Could negative NC-FETs make traditional transistors more efficient?

Transistors have been miniaturised for the past 50 years based on Moore's law. But we've now reached the point where transistors can't continue to be scaled any further.

In the journal Applied Physics Letters, from AIP Publishing, researchers review negative capacitance field-effect transistors (NC-FETs), a new device concept that suggests traditional transistors can be made much more efficient by adding a thin layer of ferroelectric material. If it works, the same chip could compute far more, yet require less frequent charging of its battery.

The physics of the technology are being assessed throughout the world and, in their article, the researchers summarise state-of-the-art work with NC FETs and the need for self-consistent and coherent interpretation of a variety of experiments being reported in the literature.
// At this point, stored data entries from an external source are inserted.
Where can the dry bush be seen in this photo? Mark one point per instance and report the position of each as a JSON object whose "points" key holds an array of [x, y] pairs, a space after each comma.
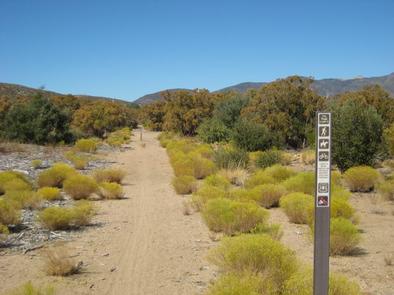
{"points": [[8, 213], [258, 178], [279, 172], [36, 164], [185, 184], [236, 176], [109, 175], [110, 190], [86, 145], [24, 199], [297, 207], [59, 263], [266, 195], [258, 254], [56, 175], [344, 237], [301, 283], [308, 157], [57, 218], [49, 193], [303, 182], [230, 217], [361, 178], [80, 186], [30, 289], [386, 189]]}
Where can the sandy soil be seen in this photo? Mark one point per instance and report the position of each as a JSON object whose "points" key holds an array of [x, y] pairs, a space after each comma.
{"points": [[141, 245], [368, 267]]}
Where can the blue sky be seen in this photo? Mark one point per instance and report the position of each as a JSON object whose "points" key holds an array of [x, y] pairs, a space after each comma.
{"points": [[126, 49]]}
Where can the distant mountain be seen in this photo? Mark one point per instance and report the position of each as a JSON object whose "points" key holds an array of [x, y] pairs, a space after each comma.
{"points": [[148, 98], [325, 87], [15, 91]]}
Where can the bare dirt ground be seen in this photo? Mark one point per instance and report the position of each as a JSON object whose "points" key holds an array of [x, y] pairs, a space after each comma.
{"points": [[368, 267], [141, 245]]}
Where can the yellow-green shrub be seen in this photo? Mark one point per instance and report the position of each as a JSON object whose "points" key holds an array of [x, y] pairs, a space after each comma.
{"points": [[30, 289], [49, 193], [111, 190], [386, 189], [301, 283], [361, 178], [56, 175], [185, 184], [80, 186], [308, 157], [58, 218], [230, 217], [206, 193], [279, 172], [303, 182], [258, 254], [258, 178], [240, 284], [344, 236], [267, 195], [218, 181], [23, 199], [36, 164], [86, 145], [109, 175], [297, 207], [8, 213]]}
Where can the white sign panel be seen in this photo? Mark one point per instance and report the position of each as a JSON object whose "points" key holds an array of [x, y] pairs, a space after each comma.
{"points": [[323, 157]]}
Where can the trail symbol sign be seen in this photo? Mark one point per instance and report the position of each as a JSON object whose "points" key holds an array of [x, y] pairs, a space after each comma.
{"points": [[322, 204]]}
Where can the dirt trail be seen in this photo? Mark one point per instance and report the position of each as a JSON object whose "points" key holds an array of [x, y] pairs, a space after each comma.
{"points": [[141, 245]]}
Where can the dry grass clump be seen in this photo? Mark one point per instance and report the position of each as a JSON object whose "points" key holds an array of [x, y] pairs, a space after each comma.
{"points": [[297, 207], [24, 199], [266, 195], [36, 164], [13, 180], [344, 237], [110, 190], [86, 145], [58, 218], [56, 175], [8, 213], [236, 176], [49, 193], [361, 178], [185, 184], [258, 254], [59, 263], [109, 175], [303, 182], [258, 178], [308, 157], [29, 289], [230, 217], [386, 189], [301, 283], [279, 172], [80, 186]]}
The concept of NC-FETs is intriguing because not only does it address a pressing problem of finding a new electronic switch for the semiconductor industry, but also because it serves as a conceptual framework for a broad class of phase-transition devices collectively termed "Landau switches."
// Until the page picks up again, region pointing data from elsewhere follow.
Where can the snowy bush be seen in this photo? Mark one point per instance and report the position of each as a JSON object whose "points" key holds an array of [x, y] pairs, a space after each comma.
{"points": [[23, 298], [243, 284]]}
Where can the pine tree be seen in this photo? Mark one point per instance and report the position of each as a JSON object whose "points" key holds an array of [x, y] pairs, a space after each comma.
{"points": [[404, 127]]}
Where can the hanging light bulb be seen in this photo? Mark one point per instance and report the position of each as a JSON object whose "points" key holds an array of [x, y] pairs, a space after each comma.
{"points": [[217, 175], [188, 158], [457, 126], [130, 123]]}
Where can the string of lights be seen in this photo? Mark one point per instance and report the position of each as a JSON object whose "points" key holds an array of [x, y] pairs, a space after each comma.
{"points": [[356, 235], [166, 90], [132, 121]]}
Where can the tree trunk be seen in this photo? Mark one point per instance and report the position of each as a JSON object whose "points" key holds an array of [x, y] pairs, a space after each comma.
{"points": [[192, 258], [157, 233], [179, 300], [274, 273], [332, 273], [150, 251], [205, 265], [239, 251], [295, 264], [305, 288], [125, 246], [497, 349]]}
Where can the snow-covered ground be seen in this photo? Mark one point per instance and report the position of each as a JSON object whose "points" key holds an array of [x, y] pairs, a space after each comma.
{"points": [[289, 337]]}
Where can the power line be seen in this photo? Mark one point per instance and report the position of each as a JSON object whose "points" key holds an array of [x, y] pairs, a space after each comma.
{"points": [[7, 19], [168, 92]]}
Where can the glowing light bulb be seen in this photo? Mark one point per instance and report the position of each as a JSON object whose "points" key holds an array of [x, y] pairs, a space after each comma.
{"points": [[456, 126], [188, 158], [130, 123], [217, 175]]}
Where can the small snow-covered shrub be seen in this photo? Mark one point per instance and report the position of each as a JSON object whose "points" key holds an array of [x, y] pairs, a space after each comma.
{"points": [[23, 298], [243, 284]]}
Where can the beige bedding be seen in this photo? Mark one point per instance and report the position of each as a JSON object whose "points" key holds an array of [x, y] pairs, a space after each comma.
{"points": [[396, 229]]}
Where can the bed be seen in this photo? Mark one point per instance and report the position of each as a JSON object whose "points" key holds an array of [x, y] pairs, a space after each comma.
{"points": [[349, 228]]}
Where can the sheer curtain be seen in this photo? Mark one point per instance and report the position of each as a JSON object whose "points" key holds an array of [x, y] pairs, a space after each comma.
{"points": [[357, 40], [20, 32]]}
Although hundreds of papers have been published on the topic, according to the researchers, the validity of quasi-static NC and the frequency-reliability limits of NC-FET are still being hotly debated.

If conclusively demonstrated and integrated into modern ICs, the impact of the NC-FET transistors will be transformative.

"Given the potential, there is a need for systematic analysis of the device concept," explained co-author, Professor Peide Ye. "We found that the data from various groups has a wide scatter and researchers are using very different techniques to characterise their devices. This requires an integrated and comprehensive analysis of the existing data set."

The researchers hope their work will bring the community together to suggest ways of making coordinated progress toward realising this promising technology.